Jrue Holiday capped his 41-point performance with an 18-foot pull-up jumper that gave the Pelicans a six-point lead with 40 seconds left.

Rajon Rondo added 16 assists, and Davis also had 11 rebounds and three blocks for New Orleans, which is moving on to the second round of the playoffs for only the second time since the NBA returned to the city 16 seasons ago.

C.J. McCollum scored 38 for the Trail Blazers, who responded to a blowout loss in Game 3 by keeping Game 4 close until the final minute. Al-Farouq Aminu scored 27, Damian Lillard added 18 points and Jusuf Nurkic had 18 points and 11 rebounds before fouling out.

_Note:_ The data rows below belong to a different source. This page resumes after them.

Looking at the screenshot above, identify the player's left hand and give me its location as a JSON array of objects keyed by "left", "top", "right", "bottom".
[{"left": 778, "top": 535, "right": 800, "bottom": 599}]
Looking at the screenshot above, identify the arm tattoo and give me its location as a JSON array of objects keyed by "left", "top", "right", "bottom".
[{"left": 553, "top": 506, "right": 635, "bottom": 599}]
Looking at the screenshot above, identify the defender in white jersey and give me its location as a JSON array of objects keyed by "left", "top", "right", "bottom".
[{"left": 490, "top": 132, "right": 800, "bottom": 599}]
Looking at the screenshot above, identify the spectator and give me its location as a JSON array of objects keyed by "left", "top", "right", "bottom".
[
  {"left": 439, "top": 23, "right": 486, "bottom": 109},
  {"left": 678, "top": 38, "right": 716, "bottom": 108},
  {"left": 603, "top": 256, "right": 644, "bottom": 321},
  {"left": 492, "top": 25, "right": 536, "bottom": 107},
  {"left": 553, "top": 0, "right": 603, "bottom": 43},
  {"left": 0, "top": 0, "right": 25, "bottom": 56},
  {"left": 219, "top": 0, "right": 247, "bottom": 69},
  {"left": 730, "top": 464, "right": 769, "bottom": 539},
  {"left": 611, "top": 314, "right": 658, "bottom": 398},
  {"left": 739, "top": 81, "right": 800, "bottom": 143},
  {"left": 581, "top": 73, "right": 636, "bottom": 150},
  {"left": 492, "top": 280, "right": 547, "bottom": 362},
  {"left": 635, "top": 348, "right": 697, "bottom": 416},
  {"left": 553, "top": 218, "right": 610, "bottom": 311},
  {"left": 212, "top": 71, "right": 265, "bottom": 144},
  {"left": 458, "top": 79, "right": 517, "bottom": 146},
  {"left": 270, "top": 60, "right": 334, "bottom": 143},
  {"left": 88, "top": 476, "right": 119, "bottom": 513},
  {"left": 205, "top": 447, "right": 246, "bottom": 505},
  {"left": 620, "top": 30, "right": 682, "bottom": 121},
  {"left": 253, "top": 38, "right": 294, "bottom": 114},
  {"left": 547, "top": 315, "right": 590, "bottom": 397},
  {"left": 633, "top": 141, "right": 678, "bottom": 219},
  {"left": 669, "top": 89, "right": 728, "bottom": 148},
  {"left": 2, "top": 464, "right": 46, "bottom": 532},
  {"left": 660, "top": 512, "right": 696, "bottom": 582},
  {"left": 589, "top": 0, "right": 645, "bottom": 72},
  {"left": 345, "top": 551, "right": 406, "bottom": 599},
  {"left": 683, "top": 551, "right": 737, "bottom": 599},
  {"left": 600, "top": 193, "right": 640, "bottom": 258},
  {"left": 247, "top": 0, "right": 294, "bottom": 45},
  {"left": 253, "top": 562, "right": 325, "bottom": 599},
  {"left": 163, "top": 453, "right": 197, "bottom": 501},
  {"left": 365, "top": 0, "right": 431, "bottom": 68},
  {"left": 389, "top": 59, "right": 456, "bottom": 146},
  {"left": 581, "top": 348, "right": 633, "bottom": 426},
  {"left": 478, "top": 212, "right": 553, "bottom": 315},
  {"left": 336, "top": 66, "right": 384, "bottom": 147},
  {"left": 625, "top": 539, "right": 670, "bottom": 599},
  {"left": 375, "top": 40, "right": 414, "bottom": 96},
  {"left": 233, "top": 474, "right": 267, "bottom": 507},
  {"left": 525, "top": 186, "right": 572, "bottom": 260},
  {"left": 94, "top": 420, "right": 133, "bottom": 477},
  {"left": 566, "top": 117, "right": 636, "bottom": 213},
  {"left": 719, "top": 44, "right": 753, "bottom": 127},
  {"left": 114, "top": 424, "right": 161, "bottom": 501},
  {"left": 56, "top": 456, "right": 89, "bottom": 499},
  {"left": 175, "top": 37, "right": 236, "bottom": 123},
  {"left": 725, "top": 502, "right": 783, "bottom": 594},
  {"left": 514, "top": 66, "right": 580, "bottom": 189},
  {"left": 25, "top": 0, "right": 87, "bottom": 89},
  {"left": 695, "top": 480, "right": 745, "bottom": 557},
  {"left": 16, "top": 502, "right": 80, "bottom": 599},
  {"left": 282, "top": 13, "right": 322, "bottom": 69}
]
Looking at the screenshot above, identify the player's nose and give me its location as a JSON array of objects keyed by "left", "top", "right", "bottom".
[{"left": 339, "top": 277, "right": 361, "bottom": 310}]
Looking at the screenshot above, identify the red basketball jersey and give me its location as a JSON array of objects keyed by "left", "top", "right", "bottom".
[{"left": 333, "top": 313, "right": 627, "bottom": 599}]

Lillard’s difficult driving layup had just tied the game at 60 when the Pelicans briefly pulled away, going on an 11-2 run capped by Davis’ 3.

Soon after, Nikola Mirotic added step-back 3. Davis, who scored 19 in the third quarter, then added a layup while falling down after a hard foul by Aminu, after which Davis flexed both biceps while still sitting on the court.

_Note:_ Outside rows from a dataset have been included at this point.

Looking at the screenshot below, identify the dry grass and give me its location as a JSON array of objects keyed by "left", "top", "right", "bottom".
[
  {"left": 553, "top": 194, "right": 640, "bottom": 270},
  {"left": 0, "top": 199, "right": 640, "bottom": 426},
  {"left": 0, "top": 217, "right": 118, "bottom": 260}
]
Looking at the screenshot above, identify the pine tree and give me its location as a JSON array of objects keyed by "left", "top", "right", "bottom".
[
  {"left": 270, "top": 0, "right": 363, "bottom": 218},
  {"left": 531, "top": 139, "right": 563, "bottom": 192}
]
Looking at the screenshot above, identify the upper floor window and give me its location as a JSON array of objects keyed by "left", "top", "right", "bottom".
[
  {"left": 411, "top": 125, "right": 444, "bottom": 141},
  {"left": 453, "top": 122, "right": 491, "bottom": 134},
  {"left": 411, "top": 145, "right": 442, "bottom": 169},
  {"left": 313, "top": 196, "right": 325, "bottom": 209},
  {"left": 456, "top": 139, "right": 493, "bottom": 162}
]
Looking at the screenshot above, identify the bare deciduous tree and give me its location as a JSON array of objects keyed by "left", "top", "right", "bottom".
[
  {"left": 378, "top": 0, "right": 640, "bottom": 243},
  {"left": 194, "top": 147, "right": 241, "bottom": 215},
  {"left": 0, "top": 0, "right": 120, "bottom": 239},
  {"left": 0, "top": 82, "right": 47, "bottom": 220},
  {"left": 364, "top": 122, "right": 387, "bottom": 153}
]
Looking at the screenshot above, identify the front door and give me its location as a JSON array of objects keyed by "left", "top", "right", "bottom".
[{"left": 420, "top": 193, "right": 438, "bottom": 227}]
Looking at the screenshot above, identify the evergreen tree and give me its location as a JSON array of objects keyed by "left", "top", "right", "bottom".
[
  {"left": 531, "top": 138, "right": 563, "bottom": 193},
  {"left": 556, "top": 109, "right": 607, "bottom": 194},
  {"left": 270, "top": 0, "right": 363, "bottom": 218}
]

Holiday’s transition 3 made it 87-72, prompting Portland to call timeout while Holiday walked slowly toward mid-court, nodding and smiling wide as he soaked in the crowd’s adulation.

New Orleans led by 13 to start the fourth quarter, but Portland refused to wilt, opening the period on a 15-4 run that included Nurkic’s hook shot, 20-foot jumper and dunk. McCollum’s transition layup made it 104-102 with nearly nine minutes to play.

Portland got as close as a single point on Aminu’s layup with 5:08 to go, but Davis responded with 12 points over the final 4:56, starting with a layup as he was fouled and a 3-pointer. Holiday scored six points during the final 2:52, starting with his 3-pointer. The pair combined for all but one of New Orleans’ points during that pivotal stretch.

Leading up to Game 4, Lillard spoke of the need for the Blazers to ramp up their intensity and physicality. From the tip, it looked as though they’d done so.

In stark contrast to Game 3, when New Orleans led by 18 in the first quarter, this game was tight and testy.

Anthony and Ed Davis received double technical fouls after bumping one another following one of Anthony Davis’ dunks – and that was just the beginning.

McCollum was called for a flagrant foul when he stormed into the lane behind E'Twaun Moore and grabbed the Pelicans guard by the shoulders to thwart a driving layup attempt. Moore then shoved McCollum and was assessed a technical foul.

And in the final seconds of the half, double technicals were assessed to Rondo and Portland center Zach Collins after Rondo lowered his forehead into Collins’ chest and Collins shoved back.

When halftime arrived, New Orleans led 58-56.